After my initial x ray I was given an appointment to see a hip specialist which I was very nervous/apprehensive about, from this appointment I was then offered Cortisone steroid injections which you’ll know from previous posts worked absolute wonders for about 4/6 weeks. I was absolutely gutted that the injections hadn’t worked for a longer period and I was now back to square one but I was hopeful that at my next appointment they may be able to offer me something more long lasting.

Today 3rd February was the day of my follow up appointment and all that comes to mind is wow!! firstly I’ll start by explaining that just over 4 months ago when I last saw my specialist, I was told that surgery wouldn’t be an option they were even prepared to discuss for many years too come due to how much would be needed to rebuild my pelvis/hip. As much as I hate being in pain it was a relief to be told that surgery was such a long way off because as with many people I hate hospitals and even the thought of another surgery brings me out in major panic. So if I’m honest today’s appointment wasn’t something I’d been too worried over as I’d sort of convinced myself I’d just be offered some other forms of pain relief.

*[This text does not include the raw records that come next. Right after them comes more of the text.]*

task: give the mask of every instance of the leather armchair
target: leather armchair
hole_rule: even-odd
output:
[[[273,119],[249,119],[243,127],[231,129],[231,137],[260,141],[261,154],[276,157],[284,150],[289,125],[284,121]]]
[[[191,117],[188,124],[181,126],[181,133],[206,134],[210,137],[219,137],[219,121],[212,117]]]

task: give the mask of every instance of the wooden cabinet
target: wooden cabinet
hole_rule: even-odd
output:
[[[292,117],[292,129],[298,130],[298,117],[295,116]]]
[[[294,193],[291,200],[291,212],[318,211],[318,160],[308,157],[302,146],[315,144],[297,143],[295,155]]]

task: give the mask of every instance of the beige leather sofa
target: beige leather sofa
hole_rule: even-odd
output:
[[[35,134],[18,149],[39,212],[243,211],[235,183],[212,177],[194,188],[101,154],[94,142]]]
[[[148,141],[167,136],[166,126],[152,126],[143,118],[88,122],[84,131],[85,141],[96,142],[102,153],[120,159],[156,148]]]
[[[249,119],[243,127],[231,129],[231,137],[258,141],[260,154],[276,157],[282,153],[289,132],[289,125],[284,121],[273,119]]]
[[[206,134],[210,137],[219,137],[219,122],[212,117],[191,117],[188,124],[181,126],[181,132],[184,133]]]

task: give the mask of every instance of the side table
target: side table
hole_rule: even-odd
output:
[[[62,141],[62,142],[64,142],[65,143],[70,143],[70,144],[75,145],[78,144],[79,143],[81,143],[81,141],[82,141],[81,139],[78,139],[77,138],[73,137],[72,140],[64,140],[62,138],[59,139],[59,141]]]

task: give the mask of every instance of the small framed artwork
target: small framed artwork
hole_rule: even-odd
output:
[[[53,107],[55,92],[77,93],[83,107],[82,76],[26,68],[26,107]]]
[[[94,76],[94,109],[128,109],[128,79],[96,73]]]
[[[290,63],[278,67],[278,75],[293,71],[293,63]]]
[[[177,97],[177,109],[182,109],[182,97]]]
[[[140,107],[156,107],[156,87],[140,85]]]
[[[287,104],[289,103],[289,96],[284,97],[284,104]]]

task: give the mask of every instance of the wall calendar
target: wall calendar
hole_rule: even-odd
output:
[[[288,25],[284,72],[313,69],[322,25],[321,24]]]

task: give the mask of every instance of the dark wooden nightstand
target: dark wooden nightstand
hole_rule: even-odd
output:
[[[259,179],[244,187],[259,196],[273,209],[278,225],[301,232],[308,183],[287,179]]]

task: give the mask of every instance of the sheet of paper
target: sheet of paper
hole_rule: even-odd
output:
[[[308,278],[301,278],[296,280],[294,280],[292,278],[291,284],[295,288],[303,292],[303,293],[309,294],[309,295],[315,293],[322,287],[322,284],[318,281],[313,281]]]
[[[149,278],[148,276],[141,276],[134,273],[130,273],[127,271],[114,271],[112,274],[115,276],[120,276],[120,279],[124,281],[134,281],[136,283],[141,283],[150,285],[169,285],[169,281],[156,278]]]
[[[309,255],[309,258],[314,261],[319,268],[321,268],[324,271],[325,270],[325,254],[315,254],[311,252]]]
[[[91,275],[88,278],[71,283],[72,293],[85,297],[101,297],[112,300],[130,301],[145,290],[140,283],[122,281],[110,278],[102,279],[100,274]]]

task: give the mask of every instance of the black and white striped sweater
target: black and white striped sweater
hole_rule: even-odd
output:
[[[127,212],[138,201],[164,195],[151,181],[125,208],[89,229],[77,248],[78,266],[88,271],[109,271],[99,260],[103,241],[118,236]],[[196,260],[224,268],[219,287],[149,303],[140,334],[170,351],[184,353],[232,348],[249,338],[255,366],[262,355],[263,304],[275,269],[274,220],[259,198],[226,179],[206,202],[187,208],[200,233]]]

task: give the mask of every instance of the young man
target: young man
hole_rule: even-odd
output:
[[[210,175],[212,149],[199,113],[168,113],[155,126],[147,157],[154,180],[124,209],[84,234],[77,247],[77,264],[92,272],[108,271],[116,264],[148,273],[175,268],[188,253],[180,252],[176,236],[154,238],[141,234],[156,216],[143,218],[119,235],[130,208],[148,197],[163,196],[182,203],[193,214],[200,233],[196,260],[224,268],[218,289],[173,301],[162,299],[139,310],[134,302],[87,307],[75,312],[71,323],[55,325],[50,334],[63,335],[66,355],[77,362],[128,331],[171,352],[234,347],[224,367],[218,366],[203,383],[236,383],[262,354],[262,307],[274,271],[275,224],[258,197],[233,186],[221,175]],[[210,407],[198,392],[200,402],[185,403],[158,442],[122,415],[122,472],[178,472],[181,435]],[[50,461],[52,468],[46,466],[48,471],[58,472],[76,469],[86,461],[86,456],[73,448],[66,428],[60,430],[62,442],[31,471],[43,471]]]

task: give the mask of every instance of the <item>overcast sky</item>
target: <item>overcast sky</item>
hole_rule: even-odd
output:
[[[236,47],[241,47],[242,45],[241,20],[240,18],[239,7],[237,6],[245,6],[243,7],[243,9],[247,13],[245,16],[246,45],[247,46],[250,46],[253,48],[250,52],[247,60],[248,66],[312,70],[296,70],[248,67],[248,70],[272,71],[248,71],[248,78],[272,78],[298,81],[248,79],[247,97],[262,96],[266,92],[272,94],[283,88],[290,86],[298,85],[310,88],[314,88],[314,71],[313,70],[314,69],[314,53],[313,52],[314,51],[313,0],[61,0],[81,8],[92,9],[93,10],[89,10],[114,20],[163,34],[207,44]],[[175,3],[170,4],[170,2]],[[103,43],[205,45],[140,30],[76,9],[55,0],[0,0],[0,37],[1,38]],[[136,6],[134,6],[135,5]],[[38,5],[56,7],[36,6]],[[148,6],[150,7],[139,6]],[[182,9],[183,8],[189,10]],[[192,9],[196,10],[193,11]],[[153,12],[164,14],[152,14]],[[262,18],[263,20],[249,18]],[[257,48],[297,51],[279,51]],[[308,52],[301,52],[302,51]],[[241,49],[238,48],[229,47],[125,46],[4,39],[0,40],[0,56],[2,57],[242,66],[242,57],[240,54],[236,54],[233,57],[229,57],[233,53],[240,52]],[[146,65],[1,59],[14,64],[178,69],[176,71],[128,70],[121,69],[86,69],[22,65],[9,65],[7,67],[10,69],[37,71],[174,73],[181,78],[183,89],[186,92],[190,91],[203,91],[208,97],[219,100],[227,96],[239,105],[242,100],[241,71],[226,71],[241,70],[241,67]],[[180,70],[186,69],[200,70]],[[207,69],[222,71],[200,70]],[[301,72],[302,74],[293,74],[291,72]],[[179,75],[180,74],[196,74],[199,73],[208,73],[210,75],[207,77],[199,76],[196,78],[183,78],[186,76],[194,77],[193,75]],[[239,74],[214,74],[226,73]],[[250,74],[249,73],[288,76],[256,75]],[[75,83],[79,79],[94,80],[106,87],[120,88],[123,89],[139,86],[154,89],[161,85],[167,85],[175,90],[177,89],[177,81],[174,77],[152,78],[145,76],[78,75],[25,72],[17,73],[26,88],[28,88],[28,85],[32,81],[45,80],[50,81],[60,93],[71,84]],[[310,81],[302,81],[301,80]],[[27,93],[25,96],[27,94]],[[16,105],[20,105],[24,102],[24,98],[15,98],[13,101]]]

I couldn’t of been more wrong about the outcome of today, after waiting to be seen I was told by a nurse that my specialist wanted to know did I want a hip replacement, I was just like ‘wow what?’ It was such shock after not expecting surgery to suddenly be told that surgery was now my only option. If being told that having surgery was my only option wasn’t bad enough it then got worse when they proceeded to tell me that unlike most hip replacements due to my disability and the condition that my hip/pelvis is in that it’ll be a much more complex operation than usual, with a seemingly never ending list of possible complications.

Looking back now the whole appointment seems like a blur and I’ve got 101 worries running through my head and about a million more questions than I even got chance to ask during my short time with the specialist. They’ve given me an eight week period to think about it and then get my name on the waiting list but from what I’ve read in the booklets they gave me, I don’t think I’ll be getting the operation due to the high risks of certain things that could go wrong. I feel so frustrated and sad that after all these years it’s boiled down to either risk things being worse or spend my life learning to live with the pain.

Have any of you guys ever had a hip replacement or been offered one? If not how do you manage your pain? Any suggestions or advice would be amazing!